Namun, setelah pesta demokrasi usai dan kursi-kursi parlemen terisi, seringkali kita dihadapkan pada sebuah kontras yang tajam. Gemuruh janji di panggung politik seolah meredup begitu saja di lorong-lorong gedung parlemen. Harapan masyarakat yang begitu tinggi, kerap berbenturan dengan realitas kinerja DPR di lapangan yang tak jarang mengecewakan. Jurang antara janji manis dan kinerja pahit inilah yang menjadi sorotan utama, menimbulkan pertanyaan besar: mengapa ketimpangan ini terus terjadi, dan apa dampaknya bagi demokrasi kita?

Daya Pikat Janji Politik: Mengapa Kita Percaya?

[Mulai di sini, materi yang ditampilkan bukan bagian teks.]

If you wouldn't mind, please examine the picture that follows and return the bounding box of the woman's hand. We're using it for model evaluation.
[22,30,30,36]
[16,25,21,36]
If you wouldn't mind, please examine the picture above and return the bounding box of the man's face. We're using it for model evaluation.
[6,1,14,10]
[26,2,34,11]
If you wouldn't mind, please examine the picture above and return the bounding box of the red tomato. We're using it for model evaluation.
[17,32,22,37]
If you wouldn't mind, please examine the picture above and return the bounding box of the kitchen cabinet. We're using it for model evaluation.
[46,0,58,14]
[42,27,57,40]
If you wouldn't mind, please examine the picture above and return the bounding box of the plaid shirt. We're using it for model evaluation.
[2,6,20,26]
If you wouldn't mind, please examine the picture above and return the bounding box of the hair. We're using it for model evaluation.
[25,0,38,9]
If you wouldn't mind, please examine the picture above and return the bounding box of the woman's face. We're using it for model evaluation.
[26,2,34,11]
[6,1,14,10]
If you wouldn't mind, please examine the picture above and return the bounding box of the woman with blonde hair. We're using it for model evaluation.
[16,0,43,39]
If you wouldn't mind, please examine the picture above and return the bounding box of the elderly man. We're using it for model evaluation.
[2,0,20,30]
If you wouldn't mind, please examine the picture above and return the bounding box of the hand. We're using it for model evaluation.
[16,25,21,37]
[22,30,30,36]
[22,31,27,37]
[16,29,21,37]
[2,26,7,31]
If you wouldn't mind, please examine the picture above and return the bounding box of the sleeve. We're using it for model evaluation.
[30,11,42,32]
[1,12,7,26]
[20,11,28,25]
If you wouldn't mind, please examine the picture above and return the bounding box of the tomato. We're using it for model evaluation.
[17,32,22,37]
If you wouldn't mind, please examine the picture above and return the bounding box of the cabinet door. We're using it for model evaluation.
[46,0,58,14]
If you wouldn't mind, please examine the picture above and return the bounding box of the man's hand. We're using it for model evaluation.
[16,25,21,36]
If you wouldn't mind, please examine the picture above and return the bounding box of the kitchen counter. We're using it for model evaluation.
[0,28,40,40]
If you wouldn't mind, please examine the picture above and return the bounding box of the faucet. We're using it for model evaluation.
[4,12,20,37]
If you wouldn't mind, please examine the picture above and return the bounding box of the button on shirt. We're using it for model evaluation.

Janji politik adalah esensi dari kampanye. Ia adalah jembatan emosional antara calon dan pemilih, menawarkan solusi atas permasalahan yang dihadapi masyarakat. Janji-janji ini dirancang untuk menyentuh langsung kebutuhan dasar, impian, dan kegelisahan publik. Ketika seorang calon berjanji akan mengatasi pengangguran, meningkatkan kualitas pendidikan, atau memberantas korupsi, ia secara efektif menciptakan harapan dan rasa percaya.

Masyarakat, yang haus akan perubahan dan perbaikan, cenderung memilih figur yang paling meyakinkan dan menawarkan visi paling optimistis. Ini adalah siklus yang wajar dalam demokrasi. Namun, masalah muncul ketika janji-janji tersebut, yang seharusnya menjadi komitmen dan panduan kerja, hanya berfungsi sebagai alat untuk meraih kekuasaan, lalu menguap begitu saja setelah kemenangan diraih.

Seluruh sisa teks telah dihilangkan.